One of the chapters in Jennings’s book tells the story of Robert Owen, who is quite likely one of the most influential thinkers you’ve never heard of. Owen was an advocate of industrial reform in the early 1800s, and as a result of his success at a factory town in New Lanark, Scotland, he became famous throughout Europe. In time, Owen would come to believe that his reforms could be applied, not merely to factories, but to entire societies all over the world, and the term he coined to describe his political philosophy, was “Socialism.”
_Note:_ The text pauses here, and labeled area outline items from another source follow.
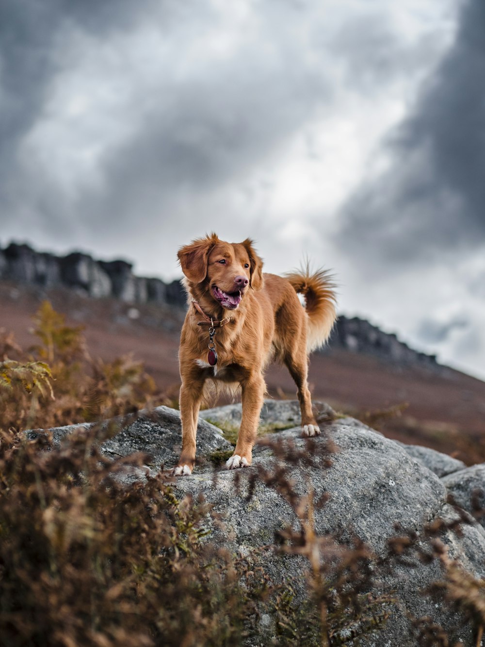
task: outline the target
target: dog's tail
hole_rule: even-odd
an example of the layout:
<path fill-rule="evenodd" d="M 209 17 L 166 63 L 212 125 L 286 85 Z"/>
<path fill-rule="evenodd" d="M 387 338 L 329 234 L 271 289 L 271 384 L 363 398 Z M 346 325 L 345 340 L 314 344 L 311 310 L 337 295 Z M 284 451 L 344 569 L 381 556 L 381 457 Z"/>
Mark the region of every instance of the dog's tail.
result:
<path fill-rule="evenodd" d="M 326 270 L 312 272 L 308 263 L 299 271 L 285 276 L 295 291 L 305 297 L 308 316 L 307 350 L 311 353 L 325 345 L 337 318 L 333 277 Z"/>

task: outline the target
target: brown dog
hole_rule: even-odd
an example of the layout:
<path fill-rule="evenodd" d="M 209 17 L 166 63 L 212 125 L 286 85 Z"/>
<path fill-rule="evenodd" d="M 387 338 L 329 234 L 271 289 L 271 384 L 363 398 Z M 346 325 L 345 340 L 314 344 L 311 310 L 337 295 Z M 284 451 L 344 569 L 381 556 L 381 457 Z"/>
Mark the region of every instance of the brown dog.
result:
<path fill-rule="evenodd" d="M 320 433 L 307 382 L 308 353 L 327 341 L 335 321 L 333 284 L 325 272 L 283 278 L 262 273 L 263 261 L 246 239 L 224 243 L 213 234 L 178 252 L 189 310 L 182 329 L 182 453 L 176 476 L 190 474 L 206 380 L 241 386 L 241 421 L 228 469 L 251 465 L 266 391 L 263 373 L 283 362 L 298 388 L 305 435 Z M 302 307 L 297 292 L 305 298 Z"/>

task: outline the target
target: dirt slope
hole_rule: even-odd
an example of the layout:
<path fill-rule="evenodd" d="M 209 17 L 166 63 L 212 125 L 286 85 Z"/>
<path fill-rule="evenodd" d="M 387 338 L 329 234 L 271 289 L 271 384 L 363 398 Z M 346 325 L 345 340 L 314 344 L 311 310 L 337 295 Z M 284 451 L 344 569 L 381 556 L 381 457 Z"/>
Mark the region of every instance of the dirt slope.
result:
<path fill-rule="evenodd" d="M 177 393 L 183 313 L 159 305 L 134 308 L 68 290 L 46 294 L 2 282 L 0 328 L 14 331 L 23 347 L 32 345 L 32 316 L 46 298 L 70 323 L 85 327 L 92 356 L 109 360 L 131 353 L 160 388 Z M 485 382 L 451 369 L 436 374 L 418 367 L 400 368 L 343 350 L 314 354 L 309 381 L 314 398 L 358 415 L 386 435 L 454 454 L 469 463 L 485 461 Z M 285 368 L 271 367 L 266 382 L 272 395 L 294 397 Z M 409 406 L 400 417 L 388 417 L 382 411 L 404 403 Z"/>

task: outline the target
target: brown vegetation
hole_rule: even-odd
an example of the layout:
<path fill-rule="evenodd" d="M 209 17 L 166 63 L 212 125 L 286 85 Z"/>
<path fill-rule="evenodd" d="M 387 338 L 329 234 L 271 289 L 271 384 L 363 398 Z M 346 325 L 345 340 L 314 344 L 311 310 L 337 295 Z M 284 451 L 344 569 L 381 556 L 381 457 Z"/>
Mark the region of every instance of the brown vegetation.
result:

As indicated at the close of the above paragraph from Britannica, Robert Owen attempted to demonstrate his socialistic theories by building a community from the ground up in a place called New Harmony, Indiana. In his book, Jennings writes that Robert Owen had come to North America to initiate what he called “the New Moral World.” This was to be,
a new type of society founded upon total equality, brotherly love, and reason…The New Moral World was a secular New Jerusalem, a rationalist’s answer to the millenarian fervor that was already sweeping the United States. Owen believed that technology, new social structures, and mass education would soon create a perfected human society. ‘What ideas individuals may attach to the term Millennium, I know not,’ he told a group of Scottish millworkers in 1816, ‘but I know that society may be formed so as to exist without crime, without poverty, with health greatly improved…and with intelligence and happiness increased a hundred fold: and no obstacle whatsoever intervenes at this moment except ignorance to prevent such a state of society from becoming universal.’4
As mentioned above, Owen’s particular form of utopianism was socialist. Private property in his view was one of the problems that caused otherwise good people to become bad. Man in Owen’s view was good by nature, and it was corrupt social structures that ended up corrupting men. Therefore, once this problem was solved, he would be the one to usher in the new millennium: “This light is now set upon a hill, for it will increase daily, more and more, until it shall be seen, felt, and understood, by all the nations of the earth.” He then concluded by saying in large capital letters, “THUS, IN THE FULLNESS OF TIME…IS THE GREAT WORK ACCOMPLISHED. THE CHANGE HAS COME UPON THE WORLD LIKE A THIEF IN THE NIGHT!”5 In short, Owen saw himself as a kind of messianic figure, and even went so far as to describe himself as the “SECOND COMING OF TRUTH.”6
During 1825 and 1826, Jennings notes that a total of ten Owenite communities were founded in the United States, and Owen’s views were widely influential. In fact, at one time Friedrich Engels worked as a reporter for Owen’s newspaper and later referred to him as “one of the few born leaders of men.”7 He also stated that, “Every social movement, every real advance in England on behalf of the workers links itself on to the name of Robert Owen.”8 And in their famous Communist Manifesto, Marx and Engels referred to Owen’s ideas as a “new gospel.”9
And yet, with all his fame and apparent success, trouble began to brew in New Harmony. According to Jennings, “an air of mutiny began to prevail in the village,”10 and Owen himself at one point referred to the divisiveness that began to take over the city that he had founded as a “Babel-like confusion.”11 Could the parallels to Genesis 11 be any more striking? Less than four years after it was founded, Owen’s socialist community in New Harmony ended up being dissolved, which, according to Engels is one of the reasons he and Marx decided against writing a “Socialist Manifesto,” since by 1847, the term was too closely associated with Owenism which was “dying out.”12
C.S. Lewis once observed that the trouble that we encounter all around us—all the disease, conflict, and strife—is God’s megaphone reminding us that all is not right with the world. Because we’re created in God’s image, each of us has eternity written on our hearts. Though we all long for Paradise, we simply have no means of getting there—that is, apart from God’s gracious intervention.